While I have been away, unplugged from everything and everyone except my family, Naija Twitter has been on a roll. So much to catch up…

While I have been away, unplugged from everything and everyone except my family, Naija Twitter has been on a roll. So much to catch up on! First, there’s a distressing BBC documentary about the late TB Joshua. I have seen drips of it on Twitter and I am not sure I have the stomach to watch all of it. In 2024, I am protecting my mental health jealously. However, one of those clips being shared is one in which a man who’s come with his family to TB’s church, tells him that his daughter got pregnant after being raped by someone who worked for him (the man). TB interjects and says dismissively that the young woman wasn’t raped. What she has, per TB, “Is the spirit of temptation.” That was hard to hear. I don’t know that if I was her parent, and I believed my daughter was raped, I’d be quiet while her truth (and her trauma) was being so casually dismissed. In a society where rapists get away with their crimes because of the culture of silence and victim blaming, this really upset me. TB implies that the girl was a flirt. She might have confessed to that, there isn’t enough in the clip for me to know. However, flirting isn’t an invitation to be sexually assaulted. Nothing is. If you are in full control of your faculties, you don’t put food up your nose, you don’t poop and then stuff your face with your excreta, you don’t walk up to your boss and slap them, you can control yourself. Period. There’s no excuse for rape. 

Allegedly, a certain minister attempted to divert huge funds into her own private account. She says it was all legal, others say it wasn’t. Ironically, her portfolio is humanitarian affairs and poverty alleviation. If true, what a massive shame, and so on. There’s everything wrong with corruption and with corruption on such a huge scale. There is also everything wrong with those who believe that she did steal it but say they don’t care because “Men have been stealing us dry in this country.”   Equity isn’t having as many groups as possible accessing public funds and diverting them to their own pockets.
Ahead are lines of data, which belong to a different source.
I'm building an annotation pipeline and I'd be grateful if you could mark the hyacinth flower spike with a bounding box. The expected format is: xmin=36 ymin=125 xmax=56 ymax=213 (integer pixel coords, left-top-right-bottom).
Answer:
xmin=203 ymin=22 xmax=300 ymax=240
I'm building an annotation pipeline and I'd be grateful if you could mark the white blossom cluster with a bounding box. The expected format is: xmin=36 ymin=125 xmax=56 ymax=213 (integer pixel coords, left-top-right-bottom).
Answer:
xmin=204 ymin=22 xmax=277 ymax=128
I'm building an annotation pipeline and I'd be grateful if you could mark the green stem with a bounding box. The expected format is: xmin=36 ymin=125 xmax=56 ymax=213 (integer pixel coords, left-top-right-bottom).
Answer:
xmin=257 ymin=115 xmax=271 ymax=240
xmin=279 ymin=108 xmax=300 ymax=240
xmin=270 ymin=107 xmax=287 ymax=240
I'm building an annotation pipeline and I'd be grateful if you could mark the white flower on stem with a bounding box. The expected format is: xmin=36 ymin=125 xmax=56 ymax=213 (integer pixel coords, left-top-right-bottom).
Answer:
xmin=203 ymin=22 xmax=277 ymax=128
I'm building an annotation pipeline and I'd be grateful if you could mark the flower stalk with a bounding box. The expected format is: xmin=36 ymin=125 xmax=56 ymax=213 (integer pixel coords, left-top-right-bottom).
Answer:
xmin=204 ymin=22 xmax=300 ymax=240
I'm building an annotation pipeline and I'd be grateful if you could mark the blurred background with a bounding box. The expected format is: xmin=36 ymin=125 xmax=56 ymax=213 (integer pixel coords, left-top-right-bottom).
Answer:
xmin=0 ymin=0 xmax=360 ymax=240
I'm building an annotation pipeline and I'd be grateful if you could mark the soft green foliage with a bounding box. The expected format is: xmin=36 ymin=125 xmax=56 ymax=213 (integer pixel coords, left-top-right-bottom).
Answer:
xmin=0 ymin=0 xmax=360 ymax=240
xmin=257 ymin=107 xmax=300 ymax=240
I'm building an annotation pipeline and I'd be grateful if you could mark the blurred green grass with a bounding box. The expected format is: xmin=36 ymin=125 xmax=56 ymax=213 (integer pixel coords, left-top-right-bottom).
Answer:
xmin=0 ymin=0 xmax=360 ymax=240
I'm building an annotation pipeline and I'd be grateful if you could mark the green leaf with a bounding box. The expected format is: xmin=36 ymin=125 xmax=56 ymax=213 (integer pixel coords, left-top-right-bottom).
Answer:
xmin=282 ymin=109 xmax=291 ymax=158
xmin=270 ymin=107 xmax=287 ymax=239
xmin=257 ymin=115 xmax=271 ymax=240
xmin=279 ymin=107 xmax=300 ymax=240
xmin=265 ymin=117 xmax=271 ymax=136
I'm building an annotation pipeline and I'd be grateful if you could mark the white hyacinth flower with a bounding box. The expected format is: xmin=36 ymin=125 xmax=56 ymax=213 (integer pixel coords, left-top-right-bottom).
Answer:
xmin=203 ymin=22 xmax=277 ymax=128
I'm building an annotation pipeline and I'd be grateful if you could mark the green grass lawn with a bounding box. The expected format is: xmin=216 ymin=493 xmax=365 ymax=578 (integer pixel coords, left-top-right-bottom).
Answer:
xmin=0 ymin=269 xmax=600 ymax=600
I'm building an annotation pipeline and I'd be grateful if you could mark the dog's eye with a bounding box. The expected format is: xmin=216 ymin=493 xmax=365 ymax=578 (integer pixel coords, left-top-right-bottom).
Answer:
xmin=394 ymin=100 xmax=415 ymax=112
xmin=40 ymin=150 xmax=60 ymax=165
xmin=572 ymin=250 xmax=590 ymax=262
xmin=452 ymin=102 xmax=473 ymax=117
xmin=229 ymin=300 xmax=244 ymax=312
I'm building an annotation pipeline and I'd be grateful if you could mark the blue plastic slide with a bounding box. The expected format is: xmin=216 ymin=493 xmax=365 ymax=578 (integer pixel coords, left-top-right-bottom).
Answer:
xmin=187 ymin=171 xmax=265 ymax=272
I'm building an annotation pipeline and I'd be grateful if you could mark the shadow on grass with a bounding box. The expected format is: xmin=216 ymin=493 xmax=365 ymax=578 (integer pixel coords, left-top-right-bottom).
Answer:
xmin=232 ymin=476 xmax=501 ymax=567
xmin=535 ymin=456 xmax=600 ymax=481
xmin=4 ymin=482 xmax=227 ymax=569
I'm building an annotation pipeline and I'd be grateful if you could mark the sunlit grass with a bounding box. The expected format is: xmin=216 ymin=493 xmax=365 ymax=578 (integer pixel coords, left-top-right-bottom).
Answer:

If she did do this, no excuse vindicates her. It is the same as nothing vindicates the men who have stolen before her. We should be striving to hold our public servants accountable, not making excuses for bad behaviour. There is no excuse for corruption.

Someone shared that a priest in some rural community without clean drinking water used his private funds to install solar-powered boreholes. On the day of the commissioning, all six pumps were stolen – ostensibly by folks from the same community, most likely to sell. Rather than have the community, including themselves enjoy the water, the thief (or thieves) preferred to rob everyone of that convenience for their own selfish gain. How much would they even make sef? This is the kind of selfishness that is holding us back from being great, and there is no excuse for it. Not poverty. Nothing. Someone once said that the analogy they’d use for the trouble with Nigeria was of a man who built a house near a market, in a village where it was always either pouring heavily or it was so hot in the sun. The man was very wealthy, and this house was one of many. He built a veranda wide enough to shield passersby from the elements should they need it, installed a refrigerator with drinks for those who might need it, and so on. Rather than enjoying the goodies, one of those passersby burnt the house down not only for being bigger and better than his but also for giving everyone, including his enemies access to relative luxury. There is no excuse for such selfish self-sabotage.

According to the great Achebe, the trouble with Nigeria is one of leadership. Ergo, the trouble with Nigeria is one of its citizenry. Our leaders do not come from Mars. They come from within us. Judging from our actions, we suffer from an acute crisis of values and accountability. We must reject the status quo and be intentional about doing all we can, whenever we can, however we can to dismantle the barriers standing between our Naija and the Naija of our dreams. There is no excuse for not wanting a better nation.